Ultralong‐Cycling Lithium Storage of SrGe2O4S Anode Enabled by In Situ Formed Oxysulfide Matrix

Abstract

AbstractHigh‐energy lithium‐ion batteries (LIBs) demand next‐generation alloying‐type anodes with high capacity and low voltage. While silicon‐based anodes are in industrial use, commercial alloying‐type anodes still suffer from excessive volume expansion and inadequate cycle life.
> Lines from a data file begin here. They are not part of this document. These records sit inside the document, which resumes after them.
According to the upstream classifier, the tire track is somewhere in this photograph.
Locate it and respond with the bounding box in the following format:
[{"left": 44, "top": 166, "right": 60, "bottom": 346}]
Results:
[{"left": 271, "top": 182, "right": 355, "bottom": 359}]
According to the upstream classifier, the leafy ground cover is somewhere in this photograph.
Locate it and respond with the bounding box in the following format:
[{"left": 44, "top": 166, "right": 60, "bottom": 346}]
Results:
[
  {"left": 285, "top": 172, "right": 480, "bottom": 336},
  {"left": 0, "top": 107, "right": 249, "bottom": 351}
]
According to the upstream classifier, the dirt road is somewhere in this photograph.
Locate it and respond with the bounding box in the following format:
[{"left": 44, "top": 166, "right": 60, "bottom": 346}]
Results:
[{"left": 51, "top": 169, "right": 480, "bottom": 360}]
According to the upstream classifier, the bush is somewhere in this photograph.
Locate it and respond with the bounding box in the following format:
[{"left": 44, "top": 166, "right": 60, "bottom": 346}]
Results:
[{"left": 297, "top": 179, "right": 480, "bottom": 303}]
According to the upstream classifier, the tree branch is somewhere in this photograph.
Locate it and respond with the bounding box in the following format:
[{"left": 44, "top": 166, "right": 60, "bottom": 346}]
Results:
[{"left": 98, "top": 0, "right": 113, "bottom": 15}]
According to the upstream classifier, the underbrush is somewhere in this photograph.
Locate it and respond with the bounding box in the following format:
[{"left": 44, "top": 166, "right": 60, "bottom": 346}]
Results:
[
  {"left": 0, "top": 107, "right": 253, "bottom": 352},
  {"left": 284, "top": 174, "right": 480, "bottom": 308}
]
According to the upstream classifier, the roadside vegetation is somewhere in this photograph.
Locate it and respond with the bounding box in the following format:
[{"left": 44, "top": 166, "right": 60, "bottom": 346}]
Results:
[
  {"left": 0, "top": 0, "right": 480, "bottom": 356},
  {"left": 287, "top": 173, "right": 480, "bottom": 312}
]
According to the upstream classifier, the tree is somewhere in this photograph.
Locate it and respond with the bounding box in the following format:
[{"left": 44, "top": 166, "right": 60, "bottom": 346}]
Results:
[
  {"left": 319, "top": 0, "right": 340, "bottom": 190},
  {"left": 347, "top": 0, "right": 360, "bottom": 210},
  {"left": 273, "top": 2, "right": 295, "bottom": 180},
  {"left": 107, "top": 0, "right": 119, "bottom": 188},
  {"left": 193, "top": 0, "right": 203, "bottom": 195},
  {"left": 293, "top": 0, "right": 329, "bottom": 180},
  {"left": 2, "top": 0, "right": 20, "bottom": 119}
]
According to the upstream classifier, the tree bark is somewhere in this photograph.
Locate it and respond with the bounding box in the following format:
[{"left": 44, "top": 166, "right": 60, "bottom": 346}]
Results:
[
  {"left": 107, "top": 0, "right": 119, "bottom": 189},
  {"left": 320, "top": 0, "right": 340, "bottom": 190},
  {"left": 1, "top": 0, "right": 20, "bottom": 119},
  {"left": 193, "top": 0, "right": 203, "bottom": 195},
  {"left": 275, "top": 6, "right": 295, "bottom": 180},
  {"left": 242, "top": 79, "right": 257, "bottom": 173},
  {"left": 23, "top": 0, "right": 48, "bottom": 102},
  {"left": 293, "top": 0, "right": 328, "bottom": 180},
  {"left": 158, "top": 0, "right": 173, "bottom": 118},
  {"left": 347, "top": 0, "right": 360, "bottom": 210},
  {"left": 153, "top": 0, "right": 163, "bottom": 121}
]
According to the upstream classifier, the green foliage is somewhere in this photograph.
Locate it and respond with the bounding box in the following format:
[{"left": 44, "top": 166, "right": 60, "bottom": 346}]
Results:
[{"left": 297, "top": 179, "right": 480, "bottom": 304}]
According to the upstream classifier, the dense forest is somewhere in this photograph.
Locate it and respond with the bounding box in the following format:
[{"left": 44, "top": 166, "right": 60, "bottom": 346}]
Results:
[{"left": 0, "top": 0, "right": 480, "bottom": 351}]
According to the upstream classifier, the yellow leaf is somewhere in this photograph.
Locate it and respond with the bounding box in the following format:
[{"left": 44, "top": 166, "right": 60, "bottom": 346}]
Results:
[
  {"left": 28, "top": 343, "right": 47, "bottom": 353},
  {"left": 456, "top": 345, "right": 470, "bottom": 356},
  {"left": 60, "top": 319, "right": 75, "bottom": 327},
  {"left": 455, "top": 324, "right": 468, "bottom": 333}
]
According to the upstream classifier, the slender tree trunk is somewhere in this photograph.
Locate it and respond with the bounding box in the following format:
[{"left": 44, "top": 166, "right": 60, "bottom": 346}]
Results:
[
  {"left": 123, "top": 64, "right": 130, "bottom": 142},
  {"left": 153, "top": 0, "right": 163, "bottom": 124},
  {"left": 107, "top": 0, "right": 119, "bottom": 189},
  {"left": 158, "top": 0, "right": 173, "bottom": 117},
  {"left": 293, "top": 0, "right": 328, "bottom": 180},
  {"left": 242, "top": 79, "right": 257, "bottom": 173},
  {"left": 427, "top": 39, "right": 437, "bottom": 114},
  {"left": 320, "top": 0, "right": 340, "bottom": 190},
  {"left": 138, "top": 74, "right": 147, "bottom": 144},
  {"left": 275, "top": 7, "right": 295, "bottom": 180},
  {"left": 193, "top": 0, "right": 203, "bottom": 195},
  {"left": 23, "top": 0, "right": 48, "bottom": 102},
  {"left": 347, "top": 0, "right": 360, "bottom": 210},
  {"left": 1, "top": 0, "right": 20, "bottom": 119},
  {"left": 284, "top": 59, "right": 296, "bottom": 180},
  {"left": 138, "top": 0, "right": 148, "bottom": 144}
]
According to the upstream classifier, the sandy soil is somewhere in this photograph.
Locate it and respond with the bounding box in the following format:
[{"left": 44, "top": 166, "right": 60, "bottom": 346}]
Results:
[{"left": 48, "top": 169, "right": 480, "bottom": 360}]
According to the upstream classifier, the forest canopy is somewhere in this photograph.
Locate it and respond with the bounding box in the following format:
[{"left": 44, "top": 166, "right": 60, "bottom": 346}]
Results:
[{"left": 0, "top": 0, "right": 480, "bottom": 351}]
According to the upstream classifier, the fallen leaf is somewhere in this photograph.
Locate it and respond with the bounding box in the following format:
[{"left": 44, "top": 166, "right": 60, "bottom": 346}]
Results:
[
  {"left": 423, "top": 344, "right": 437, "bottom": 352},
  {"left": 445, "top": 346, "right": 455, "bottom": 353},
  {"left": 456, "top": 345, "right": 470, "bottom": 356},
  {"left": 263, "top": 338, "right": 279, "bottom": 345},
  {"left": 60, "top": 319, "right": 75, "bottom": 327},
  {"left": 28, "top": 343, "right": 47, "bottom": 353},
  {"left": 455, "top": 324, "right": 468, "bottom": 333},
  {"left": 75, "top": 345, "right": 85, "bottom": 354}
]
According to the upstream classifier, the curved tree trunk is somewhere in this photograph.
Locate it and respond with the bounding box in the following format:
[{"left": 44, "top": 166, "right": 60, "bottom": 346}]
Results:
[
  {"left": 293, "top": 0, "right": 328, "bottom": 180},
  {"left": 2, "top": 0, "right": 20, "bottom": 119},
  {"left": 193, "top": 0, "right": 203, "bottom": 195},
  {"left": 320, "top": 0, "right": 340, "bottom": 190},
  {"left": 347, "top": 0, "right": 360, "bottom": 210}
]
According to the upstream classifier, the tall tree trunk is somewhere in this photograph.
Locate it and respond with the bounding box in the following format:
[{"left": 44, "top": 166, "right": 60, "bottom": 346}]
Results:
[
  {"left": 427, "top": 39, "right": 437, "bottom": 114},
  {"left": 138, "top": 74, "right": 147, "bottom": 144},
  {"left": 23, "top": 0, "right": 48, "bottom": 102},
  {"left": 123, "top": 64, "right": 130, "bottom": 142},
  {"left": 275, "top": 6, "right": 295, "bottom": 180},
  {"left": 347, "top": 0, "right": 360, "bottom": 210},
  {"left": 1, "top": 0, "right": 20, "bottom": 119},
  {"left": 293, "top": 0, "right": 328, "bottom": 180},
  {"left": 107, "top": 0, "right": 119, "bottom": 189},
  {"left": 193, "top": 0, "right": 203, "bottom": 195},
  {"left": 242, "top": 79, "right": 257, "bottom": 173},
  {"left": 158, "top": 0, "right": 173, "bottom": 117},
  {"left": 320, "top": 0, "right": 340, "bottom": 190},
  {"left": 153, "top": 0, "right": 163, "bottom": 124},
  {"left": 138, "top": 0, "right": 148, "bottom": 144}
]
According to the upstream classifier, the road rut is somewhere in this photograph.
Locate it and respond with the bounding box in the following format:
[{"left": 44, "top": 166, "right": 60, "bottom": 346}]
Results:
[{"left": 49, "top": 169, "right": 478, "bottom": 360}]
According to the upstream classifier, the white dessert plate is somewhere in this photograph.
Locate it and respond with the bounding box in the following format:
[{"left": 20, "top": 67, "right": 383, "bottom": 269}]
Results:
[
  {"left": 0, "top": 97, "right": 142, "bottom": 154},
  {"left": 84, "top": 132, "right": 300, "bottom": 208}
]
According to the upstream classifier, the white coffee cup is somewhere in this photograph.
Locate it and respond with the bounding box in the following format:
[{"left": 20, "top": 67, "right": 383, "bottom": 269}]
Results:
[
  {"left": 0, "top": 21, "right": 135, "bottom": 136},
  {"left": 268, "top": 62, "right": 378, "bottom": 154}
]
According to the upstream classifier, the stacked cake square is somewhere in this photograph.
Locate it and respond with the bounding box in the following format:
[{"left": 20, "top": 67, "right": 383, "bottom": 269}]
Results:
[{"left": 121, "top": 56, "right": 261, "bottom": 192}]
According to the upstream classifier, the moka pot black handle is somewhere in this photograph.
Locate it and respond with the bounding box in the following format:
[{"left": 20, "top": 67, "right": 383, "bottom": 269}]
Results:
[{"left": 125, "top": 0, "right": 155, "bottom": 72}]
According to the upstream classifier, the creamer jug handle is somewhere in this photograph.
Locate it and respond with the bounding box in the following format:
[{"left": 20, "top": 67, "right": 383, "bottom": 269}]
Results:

Even incorporating silicon‐carbon composites within graphite (typically <20% in commercial products) fails to resolve these limitations. Herein, we report a novel SrGe2O4S anode for ultralong‐cycling lithium storage. An oxysulfide matrix (Li₂O/SrS) was in situ formed around Ge nanodomains. Enabled by the strong covalency of soft S2⁻ anions and the pinning effect of large Sr2⁺ ions, this synergistic matrix has demonstrated capabilities to enhance interfacial compatibility with Ge, facilitate efficient Li⁺ transport, suppress agglomeration of Ge nanoparticles and buffer volume expansion, as evidenced by in/ex situ characterizations, density functional theory calculations, and finite element analysis simulations. The anode harvests a low charging medium voltage of 0.42 V and reversible capacity of 587 mA h g−1 at 0.1 A g−1 after 800 cycles (8300 h) with 93.2% capacity retention. The LiCoO2||SrGe2O4S full cell delivers a high capacity of 142 mA h g−1 and energy density of 482 Wh kg−1. This work sheds light on constructing functional matrix to relieve volume expansion and particle agglomeration of high‐capacity ultralong‐cycling alloying‐type anodes.